Caspase-2 at a glance

Caspase-2, formerly known as ICH-1 (Wang et al., 1994) or NEDD-2 (Kumar et al., 1994), is a highly conserved but functionally poorly defined member of the caspase family, a group of cystein-driven aspartate-directed endopeptidases that are involved in cell death, inflammation and differentiation (Li and Yuan, 2008). Caspase-2 contains an N-terminal caspase recruitment domain (CARD), followed by a large subunit containing the active site (p19) and a small subunit (p12). Thus, caspase-2 is most similar to caspase-9, the initiator of the intrinsic pathway of apoptosis (Li and Yuan, 2008). However, in contrast to ‘conventional’ initiator caspases, such as caspase-9 or the apical caspase of extrinsic apoptosis, caspase-8, caspase-2 does not process apoptosis effectors that need to be cleaved by initiators for their activation, such as caspase-3, -6 or -7 (Guo et al., 2002; Van de Craen et al., 1999), suggesting that caspase-2 has other substrates (see supplementary material Table S1 and poster). Functionally, caspase-2 has been implicated in the regulation of cell death that is induced by metabolic imbalance, DNA damage, endoplasmic reticulum (ER) stress, mitotic catastrophe and others (reviewed by Krumschnabel et al., 2009; Vakifahmetoglu-Norberg and Zhivotovsky, 2010). The precise function of caspase-2, that is whether it functions as an initiator or effector caspase, is still unknown, and studies on caspase-2 activation are confounded by the fact that caspase-2 is a substrate for caspase-8 as well as for caspase-3 (Paroni et al., 2001; Van de Craen et al., 1999).

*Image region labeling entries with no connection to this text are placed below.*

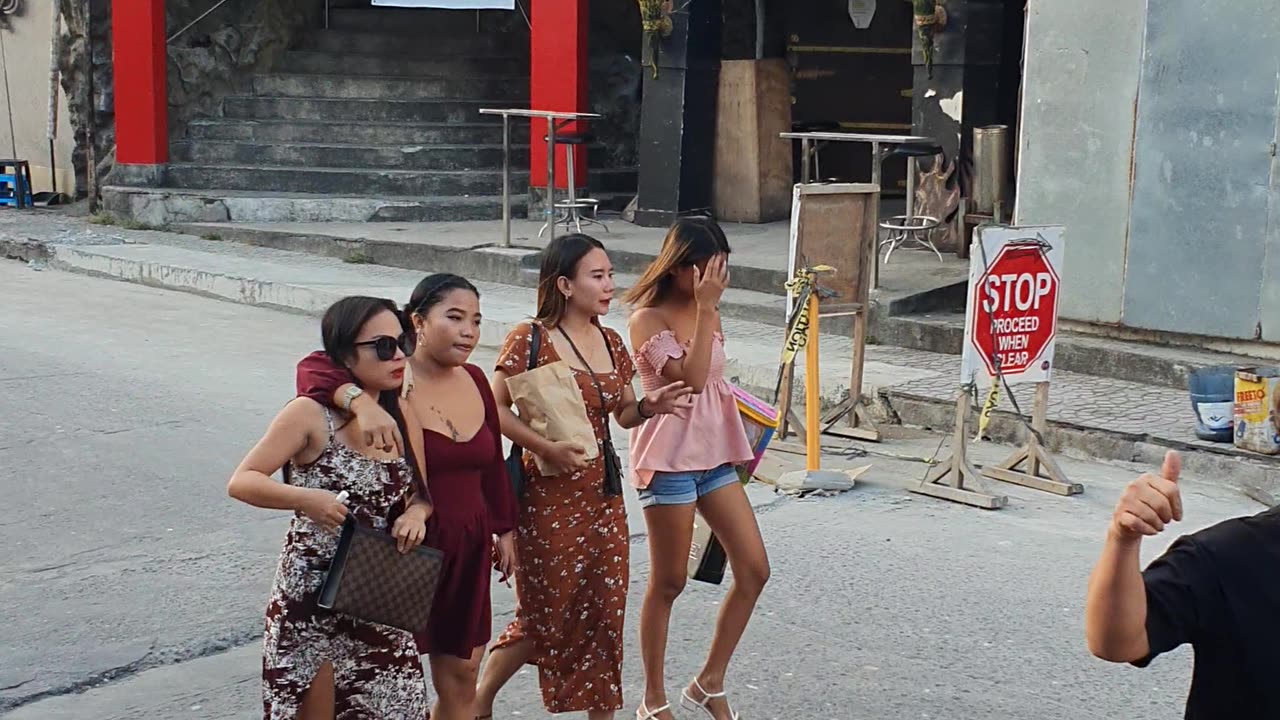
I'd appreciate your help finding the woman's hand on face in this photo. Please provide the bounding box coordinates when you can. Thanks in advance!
[351,396,404,455]
[694,254,728,309]
[643,380,694,418]
[494,532,516,584]
[298,488,347,530]
[541,439,588,473]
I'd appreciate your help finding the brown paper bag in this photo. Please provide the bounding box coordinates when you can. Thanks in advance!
[507,360,600,475]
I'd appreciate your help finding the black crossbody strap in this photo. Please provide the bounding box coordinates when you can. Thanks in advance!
[556,325,617,443]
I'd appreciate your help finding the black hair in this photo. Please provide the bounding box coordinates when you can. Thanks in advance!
[536,232,604,328]
[320,295,399,368]
[404,273,480,316]
[284,295,430,497]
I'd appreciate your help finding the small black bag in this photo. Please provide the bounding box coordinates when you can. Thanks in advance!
[316,515,444,634]
[559,325,622,497]
[507,323,543,500]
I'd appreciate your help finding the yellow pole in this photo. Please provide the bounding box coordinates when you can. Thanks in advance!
[804,290,822,470]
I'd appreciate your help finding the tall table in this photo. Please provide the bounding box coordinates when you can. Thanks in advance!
[480,108,600,247]
[780,132,936,441]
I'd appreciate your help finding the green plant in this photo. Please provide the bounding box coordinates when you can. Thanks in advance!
[637,0,676,79]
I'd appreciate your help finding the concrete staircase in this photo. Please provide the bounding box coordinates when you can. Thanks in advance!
[105,8,636,225]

Similar to other initiator caspases, caspase-2 is activated by proximity-induced oligomerization and trans-cleavage in vitro, and ectopic overexpression is sufficient for its activation in cells (Butt et al., 1998; Read et al., 2002). Endogenous caspase-2 becomes activated as part of different signaling pathways (see poster), some of which depend on the DNA damage-induced formation of the PIDDosome, a complex composed of the CARD- and death domain (DD)-containing adapter protein RAIDD (also known as CRADD) and the p53-inducible DD-containing protein PIDD (also known as LRDD) (Tinel and Tschopp, 2004). However, the significance of this platform in vivo has been challenged by genetic experiments that have demonstrated that PIDD and RAIDD are dispensable for caspase-2 activation (Kim et al., 2009; Manzl et al., 2009), suggesting that alternative modes of caspase-2 activation exist.

One such alternative mechanism for caspase-2 activation is possibly mediated by caspase-8 in the death-inducing signaling complex (DISC), which is formed upon CD95 (also known as FAS) receptor clustering (Lavrik et al., 2006; Olsson et al., 2009). The role of caspase-8-mediated caspase-2 activation is, however, controversial, because this event does not necessarily contribute to apoptosis downstream of CD95 (Lavrik et al., 2006). Hence, DISC-dependent caspase-2 activation might be a ‘bystander’ effect due to its incidental co-recruitment together with that of ‘non-canonical’ DISC components, such as RAIDD (Duan and Dixit, 1997) or receptor-interacting protein 1 (RIP1) (Ahmad et al., 1997).

Other alternative caspase-2 activation mechanisms have been described, including caspase-2 dimerization and subsequent auto-proteolysis, which is induced by K⁺ efflux in response to bacterial pore-forming toxins (Imre et al., 2012) or heat-shock-triggered protein aggregation (Tu et al., 2006). Furthermore, alternative mRNA splicing (Wang et al., 1994), post-translational modifications, including N-terminal acetylation (Yi et al., 2011) and phosphorylation, appear to impact on and fine-tune these activating events (see poster). The variety of activation mechanisms suggest that caspase-2 becomes activated under diverse conditions of cellular stress, as discussed below.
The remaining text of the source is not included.